Vineet Mehra, CMO of financial technology company Chime, argued that “there’s no such thing as being too focused on data or performance.”
“All marketing should drive business results,” Mehra said. “I actually dislike the term ‘performance’ marketing for this reason and prefer ‘direct response’ marketing instead. Rather than separating ‘brand’ and ‘direct response’ marketing, we need a unified, full-funnel approach. I call this ‘performance storytelling’—a blend that tells a compelling brand story while delivering measurable results at every stage of the funnel to achieve both short- and long-term business goals.”
“Agencies aiming to sell disruptive creative work must understand their clients’ full-funnel strategy and clearly connect how top-of-funnel creative impacts bottom-of-funnel metrics, like reducing customer acquisition cost,” he added. “When agencies do this well, clients are more open to taking big creative risks.”
Over-reliance on data and performance
Still, some agency executives said brands are too determined to prove out every possible creative idea with data points. CMOs themselves are pressured by their CEOs’ focus on performance marketing. Maria Garrido, CMO of online music streamer Deezer, who has felt this pressure, told Ad Age that “the pendulum” was too much on the art side in the early days of marketing, and now it’s swung too far to science and data. “I’m hoping it starts to come down the middle,” she said.
One freelance executive creative director who works with major brands said most marketers that used to do risky creative “aren’t interested in doing anything other than [improving] the bottom line. They’re not interested in boosting the brand image. They’ve lost the plot.”
This freelancer also said he’s seen projects die later in the creative process than they used to. “Last-minute data and research will come in” from the client that refutes the idea or suggests “we should be talking to a different demographic” and it’s not even clear where this data came from, this person said.
“In perfect conditions, great ideas sell themselves,” said Mona Munayyer Gonzalez, chief growth officer at Pereira O’Dell. “The slides that come before or after them play a role, but are ultimately inconsequential because the idea is that insightful, that breakthrough, that [it’s easy to think] ‘How has no one done this before?’ But perfect conditions rarely exist.
“You have clients walking into a room after receiving soft quarterly results, CMOs that are under immense pressure to show ROI and general pressure that you must do more with less. It’s enough of a pressure cooker to make the most ambitious, strategic clients insecure.

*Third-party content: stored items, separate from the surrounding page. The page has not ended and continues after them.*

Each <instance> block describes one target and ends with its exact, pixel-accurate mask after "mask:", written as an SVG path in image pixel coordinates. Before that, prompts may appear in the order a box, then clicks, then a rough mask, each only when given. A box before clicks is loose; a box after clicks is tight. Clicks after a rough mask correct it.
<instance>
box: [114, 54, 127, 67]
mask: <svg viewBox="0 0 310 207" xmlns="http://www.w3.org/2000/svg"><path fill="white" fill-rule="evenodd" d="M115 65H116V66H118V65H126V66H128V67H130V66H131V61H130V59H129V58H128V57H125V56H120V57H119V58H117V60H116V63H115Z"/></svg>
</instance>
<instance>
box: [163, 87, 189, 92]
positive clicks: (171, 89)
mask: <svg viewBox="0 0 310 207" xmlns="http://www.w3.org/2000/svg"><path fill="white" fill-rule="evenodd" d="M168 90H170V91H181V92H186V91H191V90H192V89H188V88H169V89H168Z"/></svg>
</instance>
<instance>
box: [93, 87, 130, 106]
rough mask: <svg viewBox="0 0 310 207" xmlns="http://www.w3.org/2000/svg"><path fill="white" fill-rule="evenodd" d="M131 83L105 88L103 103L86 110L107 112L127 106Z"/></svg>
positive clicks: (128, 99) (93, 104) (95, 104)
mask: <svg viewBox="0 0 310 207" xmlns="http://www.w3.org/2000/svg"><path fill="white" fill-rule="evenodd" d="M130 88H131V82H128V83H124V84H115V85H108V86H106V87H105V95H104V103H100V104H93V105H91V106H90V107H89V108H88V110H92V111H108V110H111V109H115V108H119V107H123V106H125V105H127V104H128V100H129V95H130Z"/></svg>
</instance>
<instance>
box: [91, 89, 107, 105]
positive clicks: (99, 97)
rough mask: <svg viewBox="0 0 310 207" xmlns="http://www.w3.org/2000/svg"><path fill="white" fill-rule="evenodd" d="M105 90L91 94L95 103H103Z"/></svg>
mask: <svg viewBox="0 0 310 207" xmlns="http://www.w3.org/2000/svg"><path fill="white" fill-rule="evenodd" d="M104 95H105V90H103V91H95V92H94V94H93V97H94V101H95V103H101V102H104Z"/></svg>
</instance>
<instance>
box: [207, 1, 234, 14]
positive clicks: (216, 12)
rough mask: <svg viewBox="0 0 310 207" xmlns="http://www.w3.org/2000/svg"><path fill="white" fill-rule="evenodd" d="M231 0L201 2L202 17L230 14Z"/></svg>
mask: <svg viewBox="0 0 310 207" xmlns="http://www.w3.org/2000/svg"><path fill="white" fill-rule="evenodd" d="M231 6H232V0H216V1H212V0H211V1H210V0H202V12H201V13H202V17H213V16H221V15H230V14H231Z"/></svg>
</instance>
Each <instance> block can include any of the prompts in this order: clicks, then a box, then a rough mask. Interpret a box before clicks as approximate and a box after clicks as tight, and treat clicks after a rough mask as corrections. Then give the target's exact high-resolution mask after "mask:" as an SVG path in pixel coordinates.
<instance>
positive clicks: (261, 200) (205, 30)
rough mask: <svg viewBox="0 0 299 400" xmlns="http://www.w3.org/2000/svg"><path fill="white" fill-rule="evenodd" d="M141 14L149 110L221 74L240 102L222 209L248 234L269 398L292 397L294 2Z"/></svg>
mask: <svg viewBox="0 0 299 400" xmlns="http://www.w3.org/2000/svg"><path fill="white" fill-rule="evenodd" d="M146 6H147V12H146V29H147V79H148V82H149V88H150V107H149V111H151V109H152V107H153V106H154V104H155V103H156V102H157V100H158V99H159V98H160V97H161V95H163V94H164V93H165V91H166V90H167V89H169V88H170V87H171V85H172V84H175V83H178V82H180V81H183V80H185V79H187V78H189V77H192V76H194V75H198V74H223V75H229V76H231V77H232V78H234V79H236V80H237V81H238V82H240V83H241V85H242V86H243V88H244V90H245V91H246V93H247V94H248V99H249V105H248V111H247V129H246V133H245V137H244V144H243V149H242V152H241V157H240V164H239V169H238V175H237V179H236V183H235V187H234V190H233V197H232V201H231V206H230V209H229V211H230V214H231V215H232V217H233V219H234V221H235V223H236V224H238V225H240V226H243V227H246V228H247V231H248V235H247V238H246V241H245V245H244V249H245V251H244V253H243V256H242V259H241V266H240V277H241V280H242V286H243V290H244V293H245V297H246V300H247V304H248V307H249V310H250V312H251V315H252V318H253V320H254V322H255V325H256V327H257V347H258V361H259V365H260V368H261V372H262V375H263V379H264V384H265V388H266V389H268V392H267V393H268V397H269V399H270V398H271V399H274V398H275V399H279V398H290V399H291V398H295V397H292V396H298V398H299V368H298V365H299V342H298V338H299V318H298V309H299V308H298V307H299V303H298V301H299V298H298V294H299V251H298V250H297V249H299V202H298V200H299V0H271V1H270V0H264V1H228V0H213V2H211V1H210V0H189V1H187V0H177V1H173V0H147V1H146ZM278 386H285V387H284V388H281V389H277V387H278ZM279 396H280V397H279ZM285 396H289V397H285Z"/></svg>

And with insecurity comes fear, and making creative decisions out of fear never turns out well,” she said.
Some question what the long-term impact will be on brands focusing too heavily on performance marketing and not enough on branding and disruptive creative.
If a client is hyper-focused on performance marketing, it’s “ultimately a race to the bottom,” said John Geletka, founder of independent agency Geletka+.
“You go to performance marketing as almost a last-ditch effort to move the needle,” he said. “You lose margin, you lose brand loyalty. Performance marketing is just a short-term revenue generator.”
Several people interviewed pointed to Nike as a prime example of a marketer long hailed in the industry for its creativity—with campaigns such as “Is it the shoes?” with Michael Jordan and Spike Lee—that has lost its way by over-emphasizing performance marketing and, as such, has seen mass layoffs and sales declines.
Nike’s recent marketing decisions have sparked a debate in the creative industry with executives voicing their opinions on social platforms. One executive, Peter Lloyd, global CMO of Caribbean mobile phone network Digicel Group, wrote on LinkedIn that in recent years he’s preferred clothing brands such as OnCloud, New Balance, Alo, Lululemon and Hoka over Nike due to its lack of impactful marketing.